The History of Akbar Mashti's Ice Cream
Akbar Mashti (1250-1342) was the first Iranian to venture into the ice cream business. His real name was Akbar Jafari Malairi.
Akbar Malairi was born in 1868 in a village in Malair. Akbar tried various jobs before opening an ice cream shop. For a while, he transported sugar and tea from Tehran to northern cities and brought firewood back to Tehran to make ends meet.
At the age of 20, he met “Mohammed Rish.” Mohammed Rish had connections with the courtiers of Muzaffaruddin Shah and introduced Akbar to the world of ice cream. When Reza Shah came to power, Akbar Malairi and Mohammed Rish Zaman saw the opportune moment to open Iran’s first ice cream shop. They opened their first ice cream shop on Ray Street, at the corner of Adib Al Mamalek Street, with financial assistance from their brother, Shaaban Malairi. Two years later, Mohammed Rish discontinued this business, but Akbar remained determined to continue.
Mohammad Malairi is the adopted son and nephew of Akbar Mashti’s wife, who continued Akbar Mashti’s work (which was temporarily closed after the revolution) after retiring from the Ministry of Oil. He opened a shop in Tajrish for this purpose. Mohammad Malairi, the sole heir of Akbar Mashadi, states, “The Iranian ice cream that Akbar Mashti made was distinctly different from foreign varieties. Iranians preferred flavors like Sarshir, rosewater, and saffron more. Akbar Mashti used certain plants instead of food additives.” He adds, “Akbar Mashti worked tirelessly. During winters, he had to search for ice in the mountains around Tehran. At that time, there were no ice factories in the country, and people relied on natural ice from glaciers. They dug deep pits, sometimes up to 60 meters deep, to store ice for the summer. Akbar Mashti’s clientele included courtiers, ambassadors, and common people.” Mohammad continues, “Once, Fakhr al-Doulah (Ali Amini’s mother) took Akbar Mashti with her to France to serve them ice cream there.”
Akbar Mashti lived for more than ninety years and passed away due to kidney problems at the age of ninety-two. Iraqi and Pakistani newspapers also reported his death. A Pakistani diplomat wrote an article in his honor. During his lifetime, one kilogram of Akbar Mashadi’s top-quality ice cream cost three Rials, but he did not live to witness the industrialization of ice cream production.

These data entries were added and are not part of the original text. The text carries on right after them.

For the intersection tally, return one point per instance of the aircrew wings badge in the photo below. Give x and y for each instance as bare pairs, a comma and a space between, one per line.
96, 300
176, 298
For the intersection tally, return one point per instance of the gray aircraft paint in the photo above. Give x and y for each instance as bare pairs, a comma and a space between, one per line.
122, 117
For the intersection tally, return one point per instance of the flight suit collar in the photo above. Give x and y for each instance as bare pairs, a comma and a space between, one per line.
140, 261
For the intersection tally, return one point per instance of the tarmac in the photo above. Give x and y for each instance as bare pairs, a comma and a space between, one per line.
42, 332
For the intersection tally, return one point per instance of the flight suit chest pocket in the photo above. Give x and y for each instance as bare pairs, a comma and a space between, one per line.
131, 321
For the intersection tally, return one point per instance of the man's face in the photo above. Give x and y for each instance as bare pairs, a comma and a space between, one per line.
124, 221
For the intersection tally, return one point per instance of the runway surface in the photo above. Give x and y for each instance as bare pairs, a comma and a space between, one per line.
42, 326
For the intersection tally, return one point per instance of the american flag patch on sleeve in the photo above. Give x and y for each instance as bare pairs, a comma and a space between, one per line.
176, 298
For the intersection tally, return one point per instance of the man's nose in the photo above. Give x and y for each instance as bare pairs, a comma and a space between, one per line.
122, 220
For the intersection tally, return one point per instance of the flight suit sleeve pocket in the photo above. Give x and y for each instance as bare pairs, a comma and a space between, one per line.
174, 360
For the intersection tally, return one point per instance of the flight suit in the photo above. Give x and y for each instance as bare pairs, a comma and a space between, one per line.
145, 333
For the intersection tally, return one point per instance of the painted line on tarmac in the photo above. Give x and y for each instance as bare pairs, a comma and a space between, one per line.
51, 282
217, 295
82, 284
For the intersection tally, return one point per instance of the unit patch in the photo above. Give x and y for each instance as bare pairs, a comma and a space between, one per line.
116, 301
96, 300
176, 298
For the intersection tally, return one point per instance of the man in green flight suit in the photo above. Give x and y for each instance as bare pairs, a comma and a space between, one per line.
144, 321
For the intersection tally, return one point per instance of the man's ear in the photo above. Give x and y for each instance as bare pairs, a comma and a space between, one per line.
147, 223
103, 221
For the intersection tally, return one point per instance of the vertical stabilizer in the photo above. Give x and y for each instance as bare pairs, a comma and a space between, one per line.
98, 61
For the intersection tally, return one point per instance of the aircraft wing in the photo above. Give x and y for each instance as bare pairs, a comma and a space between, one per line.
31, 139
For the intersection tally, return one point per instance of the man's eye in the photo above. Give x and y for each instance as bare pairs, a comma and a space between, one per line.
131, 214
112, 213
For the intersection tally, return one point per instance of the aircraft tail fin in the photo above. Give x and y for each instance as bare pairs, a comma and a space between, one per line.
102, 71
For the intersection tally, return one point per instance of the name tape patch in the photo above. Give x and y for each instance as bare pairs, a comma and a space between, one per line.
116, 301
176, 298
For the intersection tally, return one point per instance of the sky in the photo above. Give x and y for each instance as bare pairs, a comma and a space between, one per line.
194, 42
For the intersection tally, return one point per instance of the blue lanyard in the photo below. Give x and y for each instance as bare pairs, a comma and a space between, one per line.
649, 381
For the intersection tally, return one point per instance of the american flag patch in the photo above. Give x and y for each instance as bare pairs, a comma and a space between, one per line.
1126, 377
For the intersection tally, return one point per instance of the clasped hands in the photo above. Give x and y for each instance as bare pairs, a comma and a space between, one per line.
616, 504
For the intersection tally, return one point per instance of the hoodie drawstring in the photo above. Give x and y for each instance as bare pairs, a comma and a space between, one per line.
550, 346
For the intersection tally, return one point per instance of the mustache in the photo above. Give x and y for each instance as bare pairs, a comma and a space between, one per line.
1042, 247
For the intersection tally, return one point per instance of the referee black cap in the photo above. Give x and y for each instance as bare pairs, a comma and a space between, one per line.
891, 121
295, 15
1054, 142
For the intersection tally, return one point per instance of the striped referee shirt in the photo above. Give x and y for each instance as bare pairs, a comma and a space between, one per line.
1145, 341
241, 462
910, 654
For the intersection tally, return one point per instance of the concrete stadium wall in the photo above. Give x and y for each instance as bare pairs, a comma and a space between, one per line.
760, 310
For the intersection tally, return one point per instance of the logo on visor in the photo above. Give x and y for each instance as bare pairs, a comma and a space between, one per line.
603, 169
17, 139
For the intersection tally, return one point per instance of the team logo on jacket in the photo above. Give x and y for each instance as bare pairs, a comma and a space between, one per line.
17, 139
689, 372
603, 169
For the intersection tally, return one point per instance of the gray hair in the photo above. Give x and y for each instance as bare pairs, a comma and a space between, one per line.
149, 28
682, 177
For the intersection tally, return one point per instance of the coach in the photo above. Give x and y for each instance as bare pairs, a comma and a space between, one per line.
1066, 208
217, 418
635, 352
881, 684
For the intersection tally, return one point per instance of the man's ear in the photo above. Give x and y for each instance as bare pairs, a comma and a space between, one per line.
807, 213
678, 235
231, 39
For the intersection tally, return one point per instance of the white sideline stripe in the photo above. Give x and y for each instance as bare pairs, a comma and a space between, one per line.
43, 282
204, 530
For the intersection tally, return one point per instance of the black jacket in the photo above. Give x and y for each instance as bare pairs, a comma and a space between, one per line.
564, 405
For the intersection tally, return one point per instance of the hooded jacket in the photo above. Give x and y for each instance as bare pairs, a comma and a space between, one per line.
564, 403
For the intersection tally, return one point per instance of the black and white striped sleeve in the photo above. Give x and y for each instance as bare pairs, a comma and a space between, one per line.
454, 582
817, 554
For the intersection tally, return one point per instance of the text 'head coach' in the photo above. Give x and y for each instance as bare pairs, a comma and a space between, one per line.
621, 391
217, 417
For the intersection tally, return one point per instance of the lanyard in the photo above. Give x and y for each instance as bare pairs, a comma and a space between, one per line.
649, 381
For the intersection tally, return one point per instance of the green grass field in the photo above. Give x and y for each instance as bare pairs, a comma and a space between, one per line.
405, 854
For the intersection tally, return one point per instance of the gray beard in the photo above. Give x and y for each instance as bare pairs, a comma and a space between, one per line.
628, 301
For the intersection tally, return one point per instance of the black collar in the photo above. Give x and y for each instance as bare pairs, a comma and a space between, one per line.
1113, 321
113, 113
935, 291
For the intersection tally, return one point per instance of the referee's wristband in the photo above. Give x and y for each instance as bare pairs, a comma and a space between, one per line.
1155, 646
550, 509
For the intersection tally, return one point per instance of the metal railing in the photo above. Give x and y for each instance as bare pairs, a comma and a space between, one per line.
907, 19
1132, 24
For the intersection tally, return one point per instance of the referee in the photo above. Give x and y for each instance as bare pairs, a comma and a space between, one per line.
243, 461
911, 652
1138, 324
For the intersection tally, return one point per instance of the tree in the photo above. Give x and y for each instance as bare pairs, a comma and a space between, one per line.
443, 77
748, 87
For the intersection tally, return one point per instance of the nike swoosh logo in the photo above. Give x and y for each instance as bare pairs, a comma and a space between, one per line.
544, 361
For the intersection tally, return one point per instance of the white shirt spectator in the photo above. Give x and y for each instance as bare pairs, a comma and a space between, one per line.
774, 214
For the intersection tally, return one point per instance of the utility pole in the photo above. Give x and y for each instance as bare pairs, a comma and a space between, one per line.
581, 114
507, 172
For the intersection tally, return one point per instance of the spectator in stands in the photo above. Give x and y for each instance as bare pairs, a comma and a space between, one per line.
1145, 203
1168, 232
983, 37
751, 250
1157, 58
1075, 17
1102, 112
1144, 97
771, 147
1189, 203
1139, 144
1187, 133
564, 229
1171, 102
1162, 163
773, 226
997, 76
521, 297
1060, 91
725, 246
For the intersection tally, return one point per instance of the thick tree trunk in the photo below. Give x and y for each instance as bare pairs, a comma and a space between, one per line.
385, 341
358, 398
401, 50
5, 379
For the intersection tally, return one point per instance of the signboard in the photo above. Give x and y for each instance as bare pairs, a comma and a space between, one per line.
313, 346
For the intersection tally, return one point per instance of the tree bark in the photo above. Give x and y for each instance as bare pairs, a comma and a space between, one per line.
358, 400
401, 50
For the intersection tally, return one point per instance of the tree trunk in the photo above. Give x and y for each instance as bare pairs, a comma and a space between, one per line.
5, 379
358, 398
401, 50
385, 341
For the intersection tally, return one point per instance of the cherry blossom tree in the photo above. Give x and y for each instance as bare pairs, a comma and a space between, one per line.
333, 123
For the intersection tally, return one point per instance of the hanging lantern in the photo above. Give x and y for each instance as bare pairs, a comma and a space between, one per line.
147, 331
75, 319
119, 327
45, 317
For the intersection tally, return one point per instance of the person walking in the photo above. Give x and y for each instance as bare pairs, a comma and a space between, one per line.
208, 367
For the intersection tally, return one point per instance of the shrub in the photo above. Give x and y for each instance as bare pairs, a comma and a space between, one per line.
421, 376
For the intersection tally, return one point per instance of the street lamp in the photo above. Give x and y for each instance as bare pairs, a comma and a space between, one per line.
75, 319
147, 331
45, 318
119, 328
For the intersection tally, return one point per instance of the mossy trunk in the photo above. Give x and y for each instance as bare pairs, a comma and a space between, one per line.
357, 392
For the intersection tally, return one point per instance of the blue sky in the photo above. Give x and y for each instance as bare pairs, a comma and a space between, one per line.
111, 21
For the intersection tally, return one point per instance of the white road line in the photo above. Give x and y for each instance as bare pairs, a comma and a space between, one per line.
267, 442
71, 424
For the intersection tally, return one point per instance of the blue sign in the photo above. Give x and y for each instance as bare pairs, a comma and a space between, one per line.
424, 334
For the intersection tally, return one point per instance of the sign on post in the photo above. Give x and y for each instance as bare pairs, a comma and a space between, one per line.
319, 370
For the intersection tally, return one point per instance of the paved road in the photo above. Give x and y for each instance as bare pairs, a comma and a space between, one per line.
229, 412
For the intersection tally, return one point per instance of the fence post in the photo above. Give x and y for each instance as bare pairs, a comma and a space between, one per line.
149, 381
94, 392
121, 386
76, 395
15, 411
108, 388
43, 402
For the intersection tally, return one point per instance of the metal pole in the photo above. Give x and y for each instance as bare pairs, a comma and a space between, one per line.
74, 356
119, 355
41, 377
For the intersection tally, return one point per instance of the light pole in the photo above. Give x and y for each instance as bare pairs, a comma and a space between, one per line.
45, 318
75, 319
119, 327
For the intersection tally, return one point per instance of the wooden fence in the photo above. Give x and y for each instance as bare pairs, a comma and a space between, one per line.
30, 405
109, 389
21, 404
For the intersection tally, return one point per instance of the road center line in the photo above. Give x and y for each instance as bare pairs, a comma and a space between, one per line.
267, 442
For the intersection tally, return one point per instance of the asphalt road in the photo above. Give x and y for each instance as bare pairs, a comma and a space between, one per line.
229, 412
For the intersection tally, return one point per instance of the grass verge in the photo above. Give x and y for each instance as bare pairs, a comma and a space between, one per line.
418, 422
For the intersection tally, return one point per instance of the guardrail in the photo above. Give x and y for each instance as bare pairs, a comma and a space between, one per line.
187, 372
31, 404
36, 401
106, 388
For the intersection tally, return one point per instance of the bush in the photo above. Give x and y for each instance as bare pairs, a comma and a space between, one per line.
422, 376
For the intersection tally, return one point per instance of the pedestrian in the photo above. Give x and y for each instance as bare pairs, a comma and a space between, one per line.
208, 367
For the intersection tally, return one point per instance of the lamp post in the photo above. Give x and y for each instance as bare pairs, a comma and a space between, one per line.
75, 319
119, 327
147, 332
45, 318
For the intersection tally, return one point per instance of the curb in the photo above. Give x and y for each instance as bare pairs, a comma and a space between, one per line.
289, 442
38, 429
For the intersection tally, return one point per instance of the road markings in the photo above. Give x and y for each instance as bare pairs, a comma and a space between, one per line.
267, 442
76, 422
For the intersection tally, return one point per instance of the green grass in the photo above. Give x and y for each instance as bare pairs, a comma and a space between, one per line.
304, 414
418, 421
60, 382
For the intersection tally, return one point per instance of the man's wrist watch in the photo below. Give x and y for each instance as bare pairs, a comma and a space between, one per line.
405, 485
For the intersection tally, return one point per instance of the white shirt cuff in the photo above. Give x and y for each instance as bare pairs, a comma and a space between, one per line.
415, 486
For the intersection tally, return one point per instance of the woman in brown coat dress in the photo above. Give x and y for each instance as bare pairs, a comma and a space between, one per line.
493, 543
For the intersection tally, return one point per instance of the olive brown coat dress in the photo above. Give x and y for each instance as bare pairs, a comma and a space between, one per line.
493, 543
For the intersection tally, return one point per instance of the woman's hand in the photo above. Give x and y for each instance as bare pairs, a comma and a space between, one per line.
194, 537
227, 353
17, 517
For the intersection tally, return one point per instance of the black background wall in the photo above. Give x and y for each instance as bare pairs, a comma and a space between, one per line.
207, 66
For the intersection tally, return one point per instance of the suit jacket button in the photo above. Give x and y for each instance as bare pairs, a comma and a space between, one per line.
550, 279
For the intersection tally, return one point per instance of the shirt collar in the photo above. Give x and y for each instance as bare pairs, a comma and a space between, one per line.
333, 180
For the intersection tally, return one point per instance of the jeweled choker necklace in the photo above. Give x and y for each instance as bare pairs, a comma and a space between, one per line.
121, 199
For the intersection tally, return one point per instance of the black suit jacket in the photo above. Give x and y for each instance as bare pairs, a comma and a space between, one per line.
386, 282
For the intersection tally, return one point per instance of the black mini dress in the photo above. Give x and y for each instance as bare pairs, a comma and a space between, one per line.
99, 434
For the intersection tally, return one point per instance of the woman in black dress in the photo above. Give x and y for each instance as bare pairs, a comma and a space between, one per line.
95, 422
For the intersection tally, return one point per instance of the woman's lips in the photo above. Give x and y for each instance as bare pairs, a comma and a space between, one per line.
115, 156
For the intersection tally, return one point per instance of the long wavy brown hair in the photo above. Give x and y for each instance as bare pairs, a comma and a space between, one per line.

The History of Persia Lady's Ice Cream
In the year 1988, a determined grandmother took a monumental step in her life by immigrating to Canada. Once there, she commenced the meticulous craft of creating Akbar Mashti ice cream, a delicacy that hails from the rich culinary traditions of Persia. Her devotion to the craft was evident from the outset: she remained steadfast in her commitment to use only the finest, high-quality ingredients. The process she developed, though laborious, was deeply rewarding, guaranteeing that each mouthful of her ice cream was nothing short of a flavor explosion.
It wasn't until 15 years of perfecting her art that she chose to bequeath her closely-guarded secret recipe to her daughter, who, by that time, had also ascended to the honored status of grand motherhood. This pivotal moment saw the birth of the brand "Persia Lady," which emerged as a repository of both cherished family recipes and innovative new culinary experiments. Nevertheless, the brand has always stayed true to its roots, upholding the tradition of utilizing only the most exceptional ingredients imported from various corners of the globe.
In social and family circles, the woman behind Persia Lady has earned the endearing moniker of "Mrs. Mashti," named so as a tribute to her unparalleled skills in crafting ice cream. Those who have tasted her creations often remark that they rival those made by Akbar Mashti himself—an acknowledgment of her mastery in this intricate culinary domain. Thus, Persia Lady continues to stand as a symbol of uncompromising quality, elevating everyday moments with each and every scoop of its delectable ice cream and Faloodeh.